Re: [PATCH] memcg: Ignore unprotected parent in mem_cgroup_protected()

From: Chris Down
Date: Sat Jun 15 2019 - 12:13:14 EST


Hi Xunlei,

Xunlei Pang writes:
Currently memory.min|low implementation requires the whole
hierarchy has the settings, otherwise the protection will
be broken.

Our hierarchy is kind of like(memory.min value in brackets),

root
|
docker(0)
/ \
c1(max) c2(0)

Note that "docker" doesn't set memory.min. When kswapd runs,
mem_cgroup_protected() returns "0" emin for "c1" due to "0"
@parent_emin of "docker", as a result "c1" gets reclaimed.

But it's hard to maintain parent's "memory.min" when there're
uncertain protected children because only some important types
of containers need the protection. Further, control tasks
belonging to parent constantly reproduce trivial memory which
should not be protected at all. It makes sense to ignore
unprotected parent in this scenario to achieve the flexibility.

I'm really confused by this, why don't you just set memory.{min,low} in the docker cgroup and only propagate it to the children that want it?

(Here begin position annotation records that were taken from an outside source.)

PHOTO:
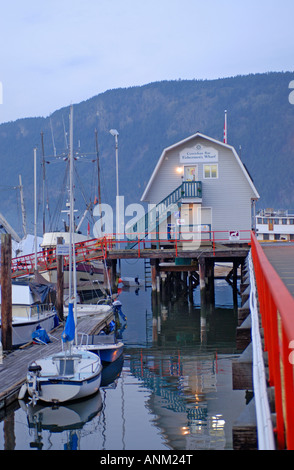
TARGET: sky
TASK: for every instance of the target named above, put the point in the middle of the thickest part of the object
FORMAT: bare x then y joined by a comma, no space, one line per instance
62,52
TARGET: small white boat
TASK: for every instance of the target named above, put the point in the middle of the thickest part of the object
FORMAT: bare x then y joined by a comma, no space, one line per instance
132,282
106,346
64,377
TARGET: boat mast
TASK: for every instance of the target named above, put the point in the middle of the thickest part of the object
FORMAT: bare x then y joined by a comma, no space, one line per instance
35,207
23,212
72,255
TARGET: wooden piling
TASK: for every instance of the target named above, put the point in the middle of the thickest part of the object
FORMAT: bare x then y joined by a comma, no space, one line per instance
6,292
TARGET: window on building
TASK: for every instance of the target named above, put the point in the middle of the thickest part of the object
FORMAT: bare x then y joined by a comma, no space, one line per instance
210,171
191,173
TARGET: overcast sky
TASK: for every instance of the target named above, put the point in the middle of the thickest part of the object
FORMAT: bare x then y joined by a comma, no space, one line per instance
59,52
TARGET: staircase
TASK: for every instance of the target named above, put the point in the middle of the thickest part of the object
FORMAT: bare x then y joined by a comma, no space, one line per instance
159,213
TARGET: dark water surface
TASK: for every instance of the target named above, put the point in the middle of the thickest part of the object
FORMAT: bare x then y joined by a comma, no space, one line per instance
171,391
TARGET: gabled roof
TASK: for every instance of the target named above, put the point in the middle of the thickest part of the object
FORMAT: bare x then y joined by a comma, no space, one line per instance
210,139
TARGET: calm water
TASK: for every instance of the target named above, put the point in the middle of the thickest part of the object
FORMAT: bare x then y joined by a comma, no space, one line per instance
171,391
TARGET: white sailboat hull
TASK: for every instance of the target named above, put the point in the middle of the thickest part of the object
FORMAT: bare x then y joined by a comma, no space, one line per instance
51,387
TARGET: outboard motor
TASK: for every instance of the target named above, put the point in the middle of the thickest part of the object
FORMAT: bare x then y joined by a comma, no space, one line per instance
35,389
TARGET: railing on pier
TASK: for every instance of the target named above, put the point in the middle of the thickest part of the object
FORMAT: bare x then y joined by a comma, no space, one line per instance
95,249
183,237
47,259
276,306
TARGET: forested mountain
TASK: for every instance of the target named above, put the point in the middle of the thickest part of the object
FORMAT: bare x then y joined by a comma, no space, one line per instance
148,119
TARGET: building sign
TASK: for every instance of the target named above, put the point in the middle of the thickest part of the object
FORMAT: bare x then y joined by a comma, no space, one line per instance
199,154
62,250
234,235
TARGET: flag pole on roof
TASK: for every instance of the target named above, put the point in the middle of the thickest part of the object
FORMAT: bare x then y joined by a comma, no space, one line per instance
226,129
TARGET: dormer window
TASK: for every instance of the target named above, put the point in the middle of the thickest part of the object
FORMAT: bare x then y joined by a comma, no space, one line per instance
191,173
210,171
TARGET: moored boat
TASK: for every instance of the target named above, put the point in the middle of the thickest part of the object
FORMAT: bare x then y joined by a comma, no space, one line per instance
64,377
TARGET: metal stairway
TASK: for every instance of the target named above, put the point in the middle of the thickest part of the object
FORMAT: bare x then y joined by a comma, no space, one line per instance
159,213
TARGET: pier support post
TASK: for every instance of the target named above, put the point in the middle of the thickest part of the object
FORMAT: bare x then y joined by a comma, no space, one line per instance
6,292
154,273
111,273
202,281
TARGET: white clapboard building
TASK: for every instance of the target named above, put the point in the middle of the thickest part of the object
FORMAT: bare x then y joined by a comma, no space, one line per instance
199,186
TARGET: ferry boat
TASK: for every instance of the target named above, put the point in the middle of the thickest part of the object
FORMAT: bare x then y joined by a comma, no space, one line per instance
275,226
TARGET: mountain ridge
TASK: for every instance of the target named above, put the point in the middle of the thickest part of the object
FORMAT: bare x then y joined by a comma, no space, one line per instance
152,117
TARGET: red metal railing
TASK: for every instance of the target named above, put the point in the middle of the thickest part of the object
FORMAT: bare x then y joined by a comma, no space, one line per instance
46,259
277,313
214,236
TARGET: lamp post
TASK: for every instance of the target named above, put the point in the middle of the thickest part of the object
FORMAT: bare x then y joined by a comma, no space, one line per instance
115,134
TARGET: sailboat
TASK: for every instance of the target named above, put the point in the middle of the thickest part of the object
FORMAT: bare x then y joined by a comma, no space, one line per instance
72,373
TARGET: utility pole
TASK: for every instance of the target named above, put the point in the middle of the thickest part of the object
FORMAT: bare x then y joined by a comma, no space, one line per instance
6,292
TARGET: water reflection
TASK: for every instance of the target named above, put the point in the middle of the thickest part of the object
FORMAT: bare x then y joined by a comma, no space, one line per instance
172,389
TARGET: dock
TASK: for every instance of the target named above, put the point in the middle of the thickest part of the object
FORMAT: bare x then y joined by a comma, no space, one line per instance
14,366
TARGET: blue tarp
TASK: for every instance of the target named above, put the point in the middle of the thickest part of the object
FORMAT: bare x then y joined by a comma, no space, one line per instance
69,330
40,335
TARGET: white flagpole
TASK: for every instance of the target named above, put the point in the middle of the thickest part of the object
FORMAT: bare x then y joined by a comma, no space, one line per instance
226,129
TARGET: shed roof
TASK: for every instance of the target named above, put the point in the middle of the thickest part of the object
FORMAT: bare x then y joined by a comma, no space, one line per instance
209,139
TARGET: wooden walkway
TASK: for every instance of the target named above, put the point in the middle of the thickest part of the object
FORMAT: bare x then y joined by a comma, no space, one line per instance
14,366
281,258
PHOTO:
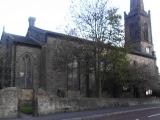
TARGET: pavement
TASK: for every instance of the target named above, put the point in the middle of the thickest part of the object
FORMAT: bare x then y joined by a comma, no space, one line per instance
145,112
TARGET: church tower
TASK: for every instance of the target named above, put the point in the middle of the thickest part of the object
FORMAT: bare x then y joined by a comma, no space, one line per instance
138,33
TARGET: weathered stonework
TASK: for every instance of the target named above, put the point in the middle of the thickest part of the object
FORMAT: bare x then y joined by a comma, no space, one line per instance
8,103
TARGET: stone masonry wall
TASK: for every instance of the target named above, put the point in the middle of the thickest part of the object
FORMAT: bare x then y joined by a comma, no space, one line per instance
8,103
50,105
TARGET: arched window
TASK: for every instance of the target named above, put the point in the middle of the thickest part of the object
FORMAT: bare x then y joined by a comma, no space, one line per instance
27,82
145,32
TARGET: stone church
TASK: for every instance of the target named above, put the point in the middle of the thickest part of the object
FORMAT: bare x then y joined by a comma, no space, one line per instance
30,58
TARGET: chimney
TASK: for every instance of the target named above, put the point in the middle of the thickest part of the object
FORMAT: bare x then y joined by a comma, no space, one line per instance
31,21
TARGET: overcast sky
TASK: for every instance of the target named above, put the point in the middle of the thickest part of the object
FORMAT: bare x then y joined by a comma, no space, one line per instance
52,15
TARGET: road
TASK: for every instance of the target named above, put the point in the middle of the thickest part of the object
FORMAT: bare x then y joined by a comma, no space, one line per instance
149,112
141,114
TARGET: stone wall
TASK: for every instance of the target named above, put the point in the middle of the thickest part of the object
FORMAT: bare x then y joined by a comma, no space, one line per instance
49,105
35,54
8,103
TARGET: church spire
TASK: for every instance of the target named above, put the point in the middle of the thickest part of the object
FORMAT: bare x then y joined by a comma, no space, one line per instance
136,5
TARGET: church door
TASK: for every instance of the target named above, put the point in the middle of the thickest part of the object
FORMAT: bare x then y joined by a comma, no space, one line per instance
27,79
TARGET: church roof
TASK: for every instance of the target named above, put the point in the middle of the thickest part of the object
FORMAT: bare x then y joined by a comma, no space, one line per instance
18,39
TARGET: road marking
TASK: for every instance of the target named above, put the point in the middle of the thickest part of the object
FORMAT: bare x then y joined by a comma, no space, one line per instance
114,113
154,115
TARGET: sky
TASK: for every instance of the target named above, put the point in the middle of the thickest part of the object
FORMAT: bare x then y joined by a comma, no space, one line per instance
53,14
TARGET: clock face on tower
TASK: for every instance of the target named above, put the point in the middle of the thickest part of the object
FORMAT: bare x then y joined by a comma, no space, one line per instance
138,34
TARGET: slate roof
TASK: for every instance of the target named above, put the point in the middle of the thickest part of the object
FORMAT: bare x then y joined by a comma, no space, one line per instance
20,39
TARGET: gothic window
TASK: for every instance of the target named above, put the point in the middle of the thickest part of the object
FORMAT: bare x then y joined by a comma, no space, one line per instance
73,83
27,81
147,50
134,33
145,32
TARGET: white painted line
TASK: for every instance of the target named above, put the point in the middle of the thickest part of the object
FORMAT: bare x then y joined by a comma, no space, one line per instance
154,115
114,113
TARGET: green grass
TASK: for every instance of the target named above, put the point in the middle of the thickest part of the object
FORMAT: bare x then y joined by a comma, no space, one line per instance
27,109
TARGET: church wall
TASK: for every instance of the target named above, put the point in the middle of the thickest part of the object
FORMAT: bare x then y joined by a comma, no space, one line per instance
142,60
57,75
35,53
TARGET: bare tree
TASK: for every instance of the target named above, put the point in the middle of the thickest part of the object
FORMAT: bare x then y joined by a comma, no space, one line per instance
96,21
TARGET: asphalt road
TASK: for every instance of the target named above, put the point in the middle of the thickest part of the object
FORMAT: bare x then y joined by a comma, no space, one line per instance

If you only want some children to have the protection, only request it in those children, or create an additional intermediate layer of the cgroup hierarchy with protections further limited if you don't trust the task to request the right amount.

Breaking the requirement for hierarchical propagation of protections seems like a really questionable API change, not least because it makes it harder to set systemwide policies about the constraints of protections within a subtree.